New Information on a Changing, Adapting, and Committed Al Qaeda
When Bryant Neal Vinas spoke at length with Belgian prosecutors last March, he provided a fascinating and sometimes frightening insight into al Qaeda's training -- and its agenda.
Vinas is a young American who was arrested in Pakistan late in 2008 after allegedly training with al Qaeda in the Afghan-Pakistan border area. He was repatriated to the United States and in January pled guilty to charges of conspiracy to murder U.S. nationals, providing material support to a foreign terrorist organization, and receiving military-type training from a foreign terrorist organization.
In notes made by FBI agents of interviews with Vinas, he admits he went to Pakistan to join al Qaeda and kill U.S. troops in Afghanistan. But the terror group appeared to have other ideas for him. He volunteered to become a suicide bomber but was dissuaded at every turn.

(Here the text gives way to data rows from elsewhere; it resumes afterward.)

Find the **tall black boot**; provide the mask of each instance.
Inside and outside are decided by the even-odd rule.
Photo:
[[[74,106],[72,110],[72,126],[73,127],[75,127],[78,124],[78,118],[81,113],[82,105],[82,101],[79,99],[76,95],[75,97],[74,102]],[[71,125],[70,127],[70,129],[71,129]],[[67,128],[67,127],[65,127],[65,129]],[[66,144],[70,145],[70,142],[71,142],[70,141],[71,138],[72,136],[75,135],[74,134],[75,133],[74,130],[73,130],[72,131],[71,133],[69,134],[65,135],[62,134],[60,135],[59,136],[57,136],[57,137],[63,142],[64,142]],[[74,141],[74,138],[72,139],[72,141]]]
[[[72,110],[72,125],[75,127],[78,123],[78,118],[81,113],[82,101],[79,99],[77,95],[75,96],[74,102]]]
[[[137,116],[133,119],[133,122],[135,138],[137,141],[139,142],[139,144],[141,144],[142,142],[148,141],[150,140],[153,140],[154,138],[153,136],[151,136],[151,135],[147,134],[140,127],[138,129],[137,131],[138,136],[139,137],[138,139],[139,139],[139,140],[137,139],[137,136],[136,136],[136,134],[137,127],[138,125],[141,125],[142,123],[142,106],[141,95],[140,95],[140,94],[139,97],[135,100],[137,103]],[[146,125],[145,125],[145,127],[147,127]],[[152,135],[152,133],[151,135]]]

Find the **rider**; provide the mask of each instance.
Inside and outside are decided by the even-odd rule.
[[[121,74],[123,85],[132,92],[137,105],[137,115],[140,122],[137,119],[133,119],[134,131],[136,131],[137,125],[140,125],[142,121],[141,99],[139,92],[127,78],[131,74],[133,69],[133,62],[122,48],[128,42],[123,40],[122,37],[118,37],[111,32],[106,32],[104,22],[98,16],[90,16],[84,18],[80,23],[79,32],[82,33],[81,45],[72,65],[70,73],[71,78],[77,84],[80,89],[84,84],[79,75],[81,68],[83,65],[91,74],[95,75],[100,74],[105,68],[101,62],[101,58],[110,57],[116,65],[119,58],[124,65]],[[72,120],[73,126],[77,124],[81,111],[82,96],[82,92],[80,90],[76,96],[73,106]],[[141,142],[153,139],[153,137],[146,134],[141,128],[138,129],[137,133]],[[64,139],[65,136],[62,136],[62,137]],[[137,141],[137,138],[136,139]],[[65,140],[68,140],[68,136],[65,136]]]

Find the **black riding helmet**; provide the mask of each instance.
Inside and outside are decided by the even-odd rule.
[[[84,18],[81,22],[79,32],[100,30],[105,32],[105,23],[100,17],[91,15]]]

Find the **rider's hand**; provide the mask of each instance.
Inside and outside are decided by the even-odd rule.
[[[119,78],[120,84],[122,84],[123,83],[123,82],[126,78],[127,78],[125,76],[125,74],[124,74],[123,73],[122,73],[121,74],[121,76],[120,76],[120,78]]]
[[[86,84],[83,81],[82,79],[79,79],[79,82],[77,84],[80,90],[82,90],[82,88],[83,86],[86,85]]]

On Thanksgiving weekend last year, shortly after his arrest, much of the New York mass transit system including Penn Station was put on high alert. According to the Belgian prosecutor's document, Vinas had told al Qaeda's command everything he knew about the system.
In his interview with Belgian prosecutors Vinas stated that he met with several members of a Belgian-French group while training in the tribal areas of Pakistan. One member of this group, a 25-year-old Frenchman called Walid Othmani, provided French interrogators with an account of his time in Pakistan after being arrested on his return to Europe.